Media content is binary and immutable in nature. An S3 storage enables it to have web accessible address. Generating a presigned URL to upload an object enables the user interface to bypass the middle tier for uploads. This will significantly improve the time it takes to upload content. S3 acceleration can help with downloading by pointing to the closest mirror. The metadata and user information can be collected in a relational store for use by the webAPI.

When the application requires to serve the users to the scale of social engineering applications, Presto can be used to store the high-volume data in NoSQL stores and with the ability to bridge a SQL query over the data. Presto from Facebook is a distributed SQL query engine can operate on streams from various data source supporting ad-hoc queries in near real-time. It does not partition based on MapReduce and executes the query with a custom SQL execution engine written in Java. It has a pipelined data model that can run multiple stages at once while pipelining the data between stages as it becomes available. This reduces end to end time while maximizing parallelization via stages on large data sets.   
A data warehouse can be supported in the cloud in virtual data centers. It can support data ingestion in the form of JSON from data pipelines. The ability to perform queries over this warehouse follows the conventional Online Analytical Processing model and serves the reward points very well. While Presto does not dictate the data source, a data warehouse forms a veritable data store. Both can scale but there are cost-benefit ratios to consider when deploying custom stores via something offered from public clouds. 

WebAPI:

The APIs for Media and content publishing can simply be REST/GraphQL APIs for a resource named say Movie, which looks like the following: 

·        Storing movies in a database with user details such as  

o   Movie-form,  

o   user relationship,  

o   target URL to fulfil the reward from backend store, and  

o   active versus inactive state for movie

·        API to create/update/delete movies that includes: 

o   GET /api/v1/movie/ to list 

o   POST /api/v1/movie/ to upload

o   GET /api/v1/movie/:id/ to lookup  

o   PUT /api/v1/movie/:id/ to edit 

o   DELETE /api/v1/movie/:id to delete

·        List and implement movie types 

o   a name in the name.verb syntax. 

o   a payload to simply mirror the representation from the standard API. 

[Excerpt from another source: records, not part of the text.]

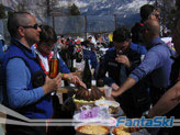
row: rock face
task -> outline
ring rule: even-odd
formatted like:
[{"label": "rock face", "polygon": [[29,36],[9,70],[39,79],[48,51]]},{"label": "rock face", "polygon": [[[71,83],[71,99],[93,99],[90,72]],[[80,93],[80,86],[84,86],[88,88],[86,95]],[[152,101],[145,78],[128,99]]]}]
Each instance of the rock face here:
[{"label": "rock face", "polygon": [[91,87],[91,90],[80,87],[76,92],[75,99],[85,101],[95,101],[104,97],[103,92],[97,87]]}]

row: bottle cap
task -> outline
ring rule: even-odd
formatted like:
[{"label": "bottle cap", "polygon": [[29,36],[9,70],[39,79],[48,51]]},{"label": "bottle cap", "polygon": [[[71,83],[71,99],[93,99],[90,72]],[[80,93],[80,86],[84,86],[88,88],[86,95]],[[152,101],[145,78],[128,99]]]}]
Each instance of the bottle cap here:
[{"label": "bottle cap", "polygon": [[91,80],[92,86],[97,86],[97,80]]}]

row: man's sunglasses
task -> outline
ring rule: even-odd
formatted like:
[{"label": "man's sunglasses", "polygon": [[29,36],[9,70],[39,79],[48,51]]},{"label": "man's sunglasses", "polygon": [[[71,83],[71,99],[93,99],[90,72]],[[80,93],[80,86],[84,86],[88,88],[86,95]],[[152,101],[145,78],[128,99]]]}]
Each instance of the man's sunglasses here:
[{"label": "man's sunglasses", "polygon": [[38,24],[36,23],[36,24],[34,24],[34,25],[22,26],[22,27],[24,27],[24,29],[35,29],[35,30],[37,30],[40,26],[38,26]]}]

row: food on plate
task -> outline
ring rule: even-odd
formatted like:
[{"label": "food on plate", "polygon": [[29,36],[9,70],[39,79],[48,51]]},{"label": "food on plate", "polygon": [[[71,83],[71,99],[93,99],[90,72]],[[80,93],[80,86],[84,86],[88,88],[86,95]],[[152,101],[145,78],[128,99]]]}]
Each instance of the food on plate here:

·        send hooks with POST to each of the target URLs for each matching movie 

o   compiling and POSTing the combined payload for the triggering resource and hook resource 

o   sending to known online retail stores with the Movie where X-Hook-Secret header has a unique string and one that matches what was issued by the backend retail store. 

o   confirming the hook legitimacy with a X-Hook-Signature header 

o   Handling responses like the 410 Gone and optionally retrying connection or other 4xx/5xx errors. 

 

Rules Engine:

A Rules Engine can be provided that introduces a callback as a URL for the Movie API servers to call which permits a dynamic policy for the translation of movies and the ability for the organization to set policies. 

·        Rule Execution Sets should be provided by the organization administrators 

o   Any complex rule involving nested if and else should be flattened to ordered list of if statements and appropriate conditions. 

o   Ordering of the conditions should be specified by the administrators. 

·        Exports or Objects returned by the Rule Engine should be published 

o   Multiple objects should be returned as a list 

o   These should be filtered by the object filter specified by the client 

o   Not include any sensitive information.